- Chinese teaser poster
- Chinese: 大闹天竺
- Directed by: Wang Baoqiang
- Starring: Wang Baoqiang Bai Ke Vikramjeet Virk Yue Yunpeng Liu Yan
- Music by: Sunny Subramanian
- Production companies: Lekaihua Entertainment (Wuxi) Huoerguosi Enlight Media 浙江诸暨升维传媒有限公司 Beijing Hairun Pictures Tianjin Maoyan Media YiMa Shidai Media (Beijing) Shanghai Mengmi Media Beijing Wanhe Tianyi Media
- Distributed by: Tianjin Maoyan Media Beijing Enlight Pictures Huaxia Film Distribution
- Release date: 28 January 2017 (China);
- Running time: 99 minutes
- Country: China
- Language: Mandarin
- Box office: US$107.9 million

= Buddies in India =

Chinese action adventure comedy film

Buddies in India (大闹天竺) is a 2017 Chinese action adventure comedy film directed by comedian and actor Wang Baoqiang, in his directorial debut, and also starring Wang. It was released in China by Tianjin Maoyan Media, Beijing Enlight Pictures and Huaxia Film Distribution on January 28, 2017. The film has Hindi songs with lyrics written by lyricist Alok Ranjan Jha and music composed by Sunny Subramanian. Chinni Prakash choreographed the song sequence.

==Plot==
An acrobatic monkey loving circus guy accompanies the son of a recently deceased CEO to India to recover his will. His uncle sends many thugs to eliminate them but by sheer luck and dedication of the acrobatic circus man, the young heir of the corporation escapes with his life.
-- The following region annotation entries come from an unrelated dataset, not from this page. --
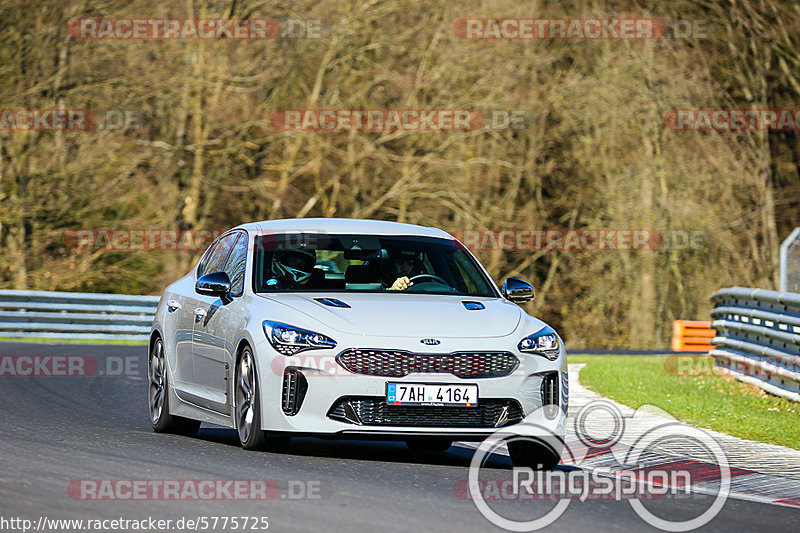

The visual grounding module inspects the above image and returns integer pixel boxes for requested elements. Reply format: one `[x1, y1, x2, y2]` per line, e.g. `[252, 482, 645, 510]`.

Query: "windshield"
[253, 234, 497, 297]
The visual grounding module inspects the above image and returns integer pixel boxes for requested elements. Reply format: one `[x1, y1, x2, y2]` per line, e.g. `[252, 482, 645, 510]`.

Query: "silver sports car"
[148, 219, 567, 467]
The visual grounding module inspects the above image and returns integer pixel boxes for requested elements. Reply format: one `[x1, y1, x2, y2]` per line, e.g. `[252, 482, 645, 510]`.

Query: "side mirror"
[503, 278, 533, 303]
[194, 272, 231, 302]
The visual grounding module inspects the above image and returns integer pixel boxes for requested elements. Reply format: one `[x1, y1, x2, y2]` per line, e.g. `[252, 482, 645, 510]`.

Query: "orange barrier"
[672, 320, 717, 352]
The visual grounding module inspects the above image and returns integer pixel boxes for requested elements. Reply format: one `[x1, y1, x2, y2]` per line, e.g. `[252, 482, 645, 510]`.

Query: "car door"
[164, 275, 194, 390]
[166, 241, 219, 390]
[192, 231, 247, 414]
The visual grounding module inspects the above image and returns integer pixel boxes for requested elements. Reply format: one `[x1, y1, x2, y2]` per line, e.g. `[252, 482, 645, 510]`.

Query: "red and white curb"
[459, 364, 800, 507]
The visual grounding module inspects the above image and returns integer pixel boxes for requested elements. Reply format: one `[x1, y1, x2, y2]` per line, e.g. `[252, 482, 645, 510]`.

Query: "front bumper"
[256, 338, 569, 440]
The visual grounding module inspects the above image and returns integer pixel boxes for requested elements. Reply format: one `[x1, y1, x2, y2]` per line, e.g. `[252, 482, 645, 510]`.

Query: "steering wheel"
[408, 274, 450, 287]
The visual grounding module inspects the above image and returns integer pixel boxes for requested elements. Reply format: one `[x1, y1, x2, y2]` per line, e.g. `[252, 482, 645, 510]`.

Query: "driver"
[267, 250, 317, 288]
[381, 251, 425, 291]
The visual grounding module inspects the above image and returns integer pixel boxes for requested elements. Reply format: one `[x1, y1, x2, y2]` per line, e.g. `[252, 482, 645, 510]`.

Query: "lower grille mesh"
[328, 396, 523, 428]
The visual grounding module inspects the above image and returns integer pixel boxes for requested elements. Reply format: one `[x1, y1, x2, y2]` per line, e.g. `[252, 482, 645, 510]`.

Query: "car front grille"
[336, 349, 519, 379]
[328, 396, 524, 428]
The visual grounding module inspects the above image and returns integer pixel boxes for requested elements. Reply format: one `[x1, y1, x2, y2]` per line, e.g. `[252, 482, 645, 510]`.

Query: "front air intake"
[281, 368, 308, 416]
[542, 372, 558, 405]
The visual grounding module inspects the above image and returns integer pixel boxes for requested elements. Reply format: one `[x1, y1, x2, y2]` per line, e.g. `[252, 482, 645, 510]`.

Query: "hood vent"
[314, 298, 350, 309]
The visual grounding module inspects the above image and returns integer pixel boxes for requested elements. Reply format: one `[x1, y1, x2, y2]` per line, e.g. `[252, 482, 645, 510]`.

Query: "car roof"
[235, 218, 454, 239]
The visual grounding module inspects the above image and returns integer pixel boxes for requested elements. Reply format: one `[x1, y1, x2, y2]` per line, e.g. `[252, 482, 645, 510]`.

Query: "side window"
[225, 233, 247, 296]
[197, 233, 239, 277]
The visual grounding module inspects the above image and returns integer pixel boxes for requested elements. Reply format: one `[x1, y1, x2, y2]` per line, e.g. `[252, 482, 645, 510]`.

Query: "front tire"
[147, 337, 200, 436]
[234, 346, 267, 450]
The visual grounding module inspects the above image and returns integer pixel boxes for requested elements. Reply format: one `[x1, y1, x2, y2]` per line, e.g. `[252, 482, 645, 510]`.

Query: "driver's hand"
[389, 276, 414, 291]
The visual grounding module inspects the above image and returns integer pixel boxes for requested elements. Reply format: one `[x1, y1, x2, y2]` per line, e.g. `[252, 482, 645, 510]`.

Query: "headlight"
[517, 326, 561, 361]
[263, 320, 336, 355]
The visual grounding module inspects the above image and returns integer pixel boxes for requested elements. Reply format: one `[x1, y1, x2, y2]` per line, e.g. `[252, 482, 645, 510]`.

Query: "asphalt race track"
[0, 343, 800, 533]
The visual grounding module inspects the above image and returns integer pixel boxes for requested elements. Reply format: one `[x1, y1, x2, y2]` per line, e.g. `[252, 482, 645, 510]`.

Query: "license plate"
[386, 383, 478, 407]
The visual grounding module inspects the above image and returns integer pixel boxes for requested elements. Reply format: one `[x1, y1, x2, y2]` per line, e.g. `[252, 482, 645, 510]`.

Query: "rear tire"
[506, 437, 564, 470]
[147, 337, 200, 437]
[406, 437, 453, 453]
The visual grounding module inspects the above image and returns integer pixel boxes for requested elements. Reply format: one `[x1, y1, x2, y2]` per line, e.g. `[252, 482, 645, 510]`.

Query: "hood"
[258, 292, 523, 339]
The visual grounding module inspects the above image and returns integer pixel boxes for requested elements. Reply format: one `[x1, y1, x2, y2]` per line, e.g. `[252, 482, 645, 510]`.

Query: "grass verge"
[569, 355, 800, 449]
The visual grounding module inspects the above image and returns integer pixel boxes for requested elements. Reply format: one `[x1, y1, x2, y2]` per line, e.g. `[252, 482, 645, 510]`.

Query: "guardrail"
[0, 290, 159, 341]
[709, 287, 800, 401]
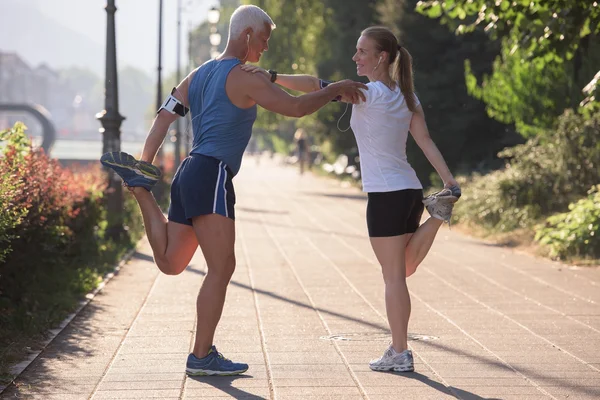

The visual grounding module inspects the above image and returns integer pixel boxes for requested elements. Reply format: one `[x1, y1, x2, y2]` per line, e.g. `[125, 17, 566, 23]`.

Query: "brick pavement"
[0, 159, 600, 400]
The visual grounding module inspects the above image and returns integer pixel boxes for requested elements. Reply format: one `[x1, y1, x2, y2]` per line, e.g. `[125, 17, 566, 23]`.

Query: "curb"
[0, 244, 137, 394]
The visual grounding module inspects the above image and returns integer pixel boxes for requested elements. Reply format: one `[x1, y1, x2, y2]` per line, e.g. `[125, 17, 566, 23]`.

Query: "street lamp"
[207, 6, 221, 58]
[96, 0, 125, 240]
[207, 6, 221, 25]
[173, 0, 185, 169]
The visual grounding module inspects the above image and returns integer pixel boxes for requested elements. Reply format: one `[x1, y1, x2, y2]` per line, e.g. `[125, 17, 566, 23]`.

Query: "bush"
[454, 111, 600, 232]
[535, 185, 600, 258]
[0, 124, 143, 382]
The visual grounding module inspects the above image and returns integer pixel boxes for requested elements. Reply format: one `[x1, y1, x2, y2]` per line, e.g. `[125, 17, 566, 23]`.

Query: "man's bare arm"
[141, 71, 195, 163]
[241, 64, 321, 93]
[410, 105, 457, 186]
[238, 70, 367, 118]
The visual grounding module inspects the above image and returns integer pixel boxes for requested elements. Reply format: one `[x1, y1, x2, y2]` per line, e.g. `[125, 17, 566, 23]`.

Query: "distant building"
[0, 52, 99, 138]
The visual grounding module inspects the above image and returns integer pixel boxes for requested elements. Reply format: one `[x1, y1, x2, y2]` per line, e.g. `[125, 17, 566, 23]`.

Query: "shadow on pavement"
[0, 304, 104, 399]
[236, 217, 368, 239]
[187, 267, 390, 334]
[187, 375, 266, 400]
[237, 207, 290, 215]
[131, 251, 154, 263]
[421, 341, 600, 399]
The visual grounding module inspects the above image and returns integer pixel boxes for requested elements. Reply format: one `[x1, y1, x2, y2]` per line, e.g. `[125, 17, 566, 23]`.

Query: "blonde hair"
[229, 5, 277, 39]
[294, 128, 306, 140]
[361, 26, 417, 112]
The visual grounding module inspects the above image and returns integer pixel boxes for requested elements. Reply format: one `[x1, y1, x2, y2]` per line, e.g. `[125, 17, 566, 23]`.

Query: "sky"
[0, 0, 218, 79]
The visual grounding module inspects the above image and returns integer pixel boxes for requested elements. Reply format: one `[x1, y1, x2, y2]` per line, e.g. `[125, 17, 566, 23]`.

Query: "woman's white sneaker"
[369, 345, 415, 372]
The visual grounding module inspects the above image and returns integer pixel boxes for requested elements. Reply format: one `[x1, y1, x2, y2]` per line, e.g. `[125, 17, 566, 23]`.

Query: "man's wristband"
[267, 69, 277, 83]
[319, 79, 342, 101]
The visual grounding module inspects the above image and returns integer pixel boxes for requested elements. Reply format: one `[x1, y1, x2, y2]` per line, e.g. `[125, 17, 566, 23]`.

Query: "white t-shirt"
[350, 81, 423, 192]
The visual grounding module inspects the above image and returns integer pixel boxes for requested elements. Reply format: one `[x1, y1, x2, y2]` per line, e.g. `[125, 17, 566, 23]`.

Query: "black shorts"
[169, 154, 235, 225]
[367, 189, 424, 237]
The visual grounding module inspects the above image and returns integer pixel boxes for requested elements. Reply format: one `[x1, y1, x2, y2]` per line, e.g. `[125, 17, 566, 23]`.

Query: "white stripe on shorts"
[213, 161, 223, 214]
[219, 165, 229, 217]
Reaching their destination point they understand the acrobat was a long lost son of the CEO's friend and he send his son to India with the aim to fulfill his promise to his friend who is staying in India.

==Cast==
- Wang Baoqiang as Sun Wukong
- Bai Ke as Tang Sanzang
- Yue Yunpeng as Zhu Bajie
- Ada Liu as Sha Wujing
- Vikramjeet Virk as Bull Demon King
- Liu Haoran as Erlang Shen
- Shruti Sodhi as Queen Iron Fan
- Liu Xiao Ling Tong as Wu Shen
- Justin Roiland as Bodhisattva Guanyin

==Production==
Principal photography was taking place in India in early May 2016. The movie is scheduled to be released on 28 January 2017.

Vikramjeet Virk is the first Indian actor to play the much-revered character of the Bull King.

Indian studio Yash Raj Films was involved in line production, assisting with the film's shooting in India.